Lloyd laughed at his discomfiture. "I was just messin' with you, man. I know you got no black friends."
"That's not true. That's absolutely not true."
"Yeah? So who you hang with who's black?"
"Well, Tess's friend Jackie and her daughter. And I sometimes have lunch with Milton Kent, the talk-show host."
"On 1010 AM?" Lloyd looked impressed. The station was the only talk channel in Baltimore programmed for a black urban audience. Crow sometimes toggled between it and the all-conservative WBAL, marveling at the wide world of conspiratorial thinking.
"No, the NPR affiliate." Lloyd was no longer impressed. Meanwhile Crow was reeling inside his own head. Of course he had black friends, he must have black friends. There was, well, Seth, back at college. They had been tight. And some musicians, from his days as the lead singer of Poe White Trash. Certainly he had never made a conscious choice not to have black friends.
But this was Baltimore. Sixty-six percent black, and most of its white citizens lived inside an all-white bubble. Just walking through the park, Crow and Lloyd had drawn more than their share of odd looks from the stay-at-home mothers who speed-walked at midday. That's why he knew he had to get Lloyd out of Roland Park as soon as possible.
"Lloyd, you have to go to the police. Tell them the part about Le'andro, and they'll understand you've got nothing more to tell. Tess will do everything she can to keep her promise to you, but you can't expect her to go to jail to protect your identity."
"I never asked for this trouble. She made me do it. She was just looking out for her own self. Now I'm looking out for me."
This was all too true. Not particularly noble on Lloyd's part, but true. Tess, driven by insatiable curiosity as sure as Kipling's elephant was, had dragged Lloyd into this, not the other way around.
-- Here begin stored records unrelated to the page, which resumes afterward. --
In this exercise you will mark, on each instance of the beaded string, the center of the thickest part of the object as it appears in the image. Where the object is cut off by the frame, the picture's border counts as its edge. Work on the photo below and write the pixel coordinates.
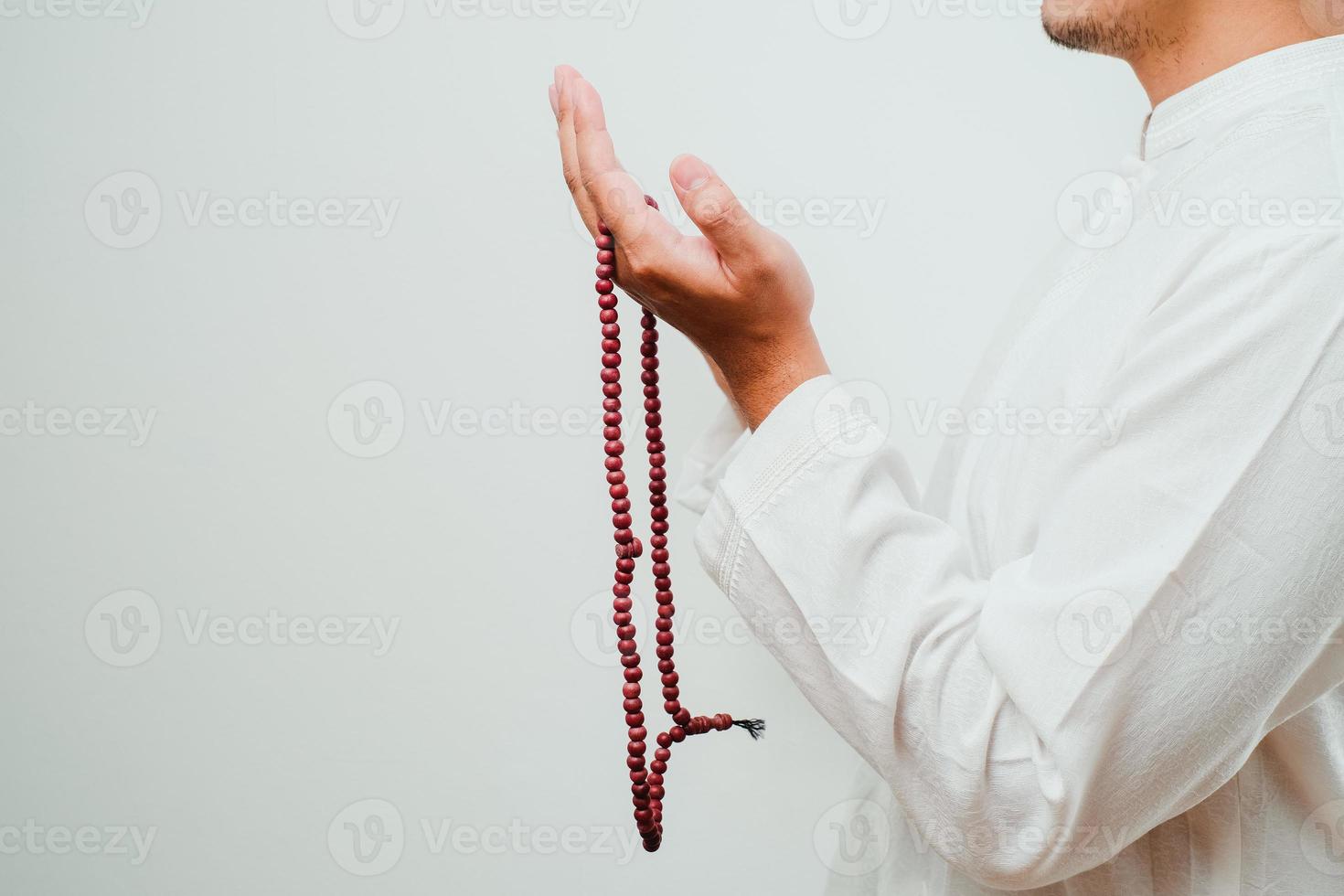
(646, 782)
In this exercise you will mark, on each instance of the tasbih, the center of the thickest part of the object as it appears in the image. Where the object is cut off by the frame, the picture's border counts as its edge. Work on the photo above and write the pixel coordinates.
(646, 779)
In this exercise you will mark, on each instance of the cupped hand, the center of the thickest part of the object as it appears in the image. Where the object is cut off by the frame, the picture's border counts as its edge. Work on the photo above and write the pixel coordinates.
(740, 292)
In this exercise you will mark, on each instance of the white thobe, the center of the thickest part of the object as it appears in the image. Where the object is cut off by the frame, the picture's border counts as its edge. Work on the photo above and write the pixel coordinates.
(1109, 653)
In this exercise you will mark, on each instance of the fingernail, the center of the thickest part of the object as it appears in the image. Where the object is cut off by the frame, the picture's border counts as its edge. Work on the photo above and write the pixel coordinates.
(689, 172)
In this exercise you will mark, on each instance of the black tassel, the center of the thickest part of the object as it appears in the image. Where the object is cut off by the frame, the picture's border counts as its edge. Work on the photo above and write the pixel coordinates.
(754, 727)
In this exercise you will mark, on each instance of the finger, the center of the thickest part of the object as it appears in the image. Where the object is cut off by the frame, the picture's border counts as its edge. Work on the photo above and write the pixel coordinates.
(718, 212)
(617, 197)
(569, 148)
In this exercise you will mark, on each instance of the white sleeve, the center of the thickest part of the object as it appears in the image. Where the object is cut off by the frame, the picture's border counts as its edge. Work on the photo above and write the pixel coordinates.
(1180, 602)
(709, 458)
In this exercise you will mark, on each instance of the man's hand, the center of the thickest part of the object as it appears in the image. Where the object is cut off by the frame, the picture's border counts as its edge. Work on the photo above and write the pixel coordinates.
(740, 292)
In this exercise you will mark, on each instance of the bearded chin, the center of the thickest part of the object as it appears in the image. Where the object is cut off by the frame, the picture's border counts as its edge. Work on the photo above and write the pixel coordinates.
(1087, 32)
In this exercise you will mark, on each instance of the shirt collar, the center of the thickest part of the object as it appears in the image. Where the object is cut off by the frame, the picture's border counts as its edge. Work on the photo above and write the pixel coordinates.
(1183, 117)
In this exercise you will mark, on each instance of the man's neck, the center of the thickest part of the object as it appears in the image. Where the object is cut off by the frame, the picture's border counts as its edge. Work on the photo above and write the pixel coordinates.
(1206, 37)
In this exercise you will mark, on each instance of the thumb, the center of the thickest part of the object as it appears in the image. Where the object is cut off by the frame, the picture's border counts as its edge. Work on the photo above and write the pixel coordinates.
(717, 211)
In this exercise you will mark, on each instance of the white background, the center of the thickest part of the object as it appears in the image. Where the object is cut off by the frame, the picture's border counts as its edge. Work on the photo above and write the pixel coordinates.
(485, 710)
"But it's the only way you'll be safe. Once you talk to the police, they'll do everything they can to protect you. You can't get in trouble for giving a dead man's name."
"Yeah, right. You know how many witnesses been killed in my neighborhood? Even locked up, you're not safe. They want you, they get you. Besides, if I say Le'andro, they gonna go to Bennie Tep and he'll have me killed. Snitchin' don't play where I'm from."
They had come full circle, in the conversation and in the walk. Lloyd was right. Well, not right exactly, but logical in his own way. Outing himself would achieve nothing. Lloyd had already told everything he knew. True, he had omitted a key detail, Le'andro as middleman, but now that Le'andro was dead, Lloyd truly had nothing more to offer. Police would charge him and hold him. Worse, they might release him to streets where he, too, would be hit. Meanwhile Lloyd couldn't stay with Crow, because even Barney Fife would quickly ascertain the identity of the black teenager who had suddenly taken up residence in Tess Monaghan's North Side home. He needed to get away, somewhere safe.
Why not take a page out of Tess's playbook? If Crow and Lloyd disappeared, she could then say in all innocence that she didn't know where her source was. He'd have to work it out with Pat—no, let Tess explain to her father why Crow was on the lam and couldn't come to work. On the lam. He couldn't help finding the idea somewhat romantic. He and Lloyd would take off today, disappearing into the city. He'd need cash to avoid leaving any trail, but cash was never a problem. They would use disposable cell phones, the kind available from every convenience store now, to stay in touch with Tess; he had learned about that scam from watching HBO. No, no, he wouldn't call at all. If Tess's phones weren't already tapped, they would be soon. He'd have to buy pairs of cell phones, send one to Tess in the mail.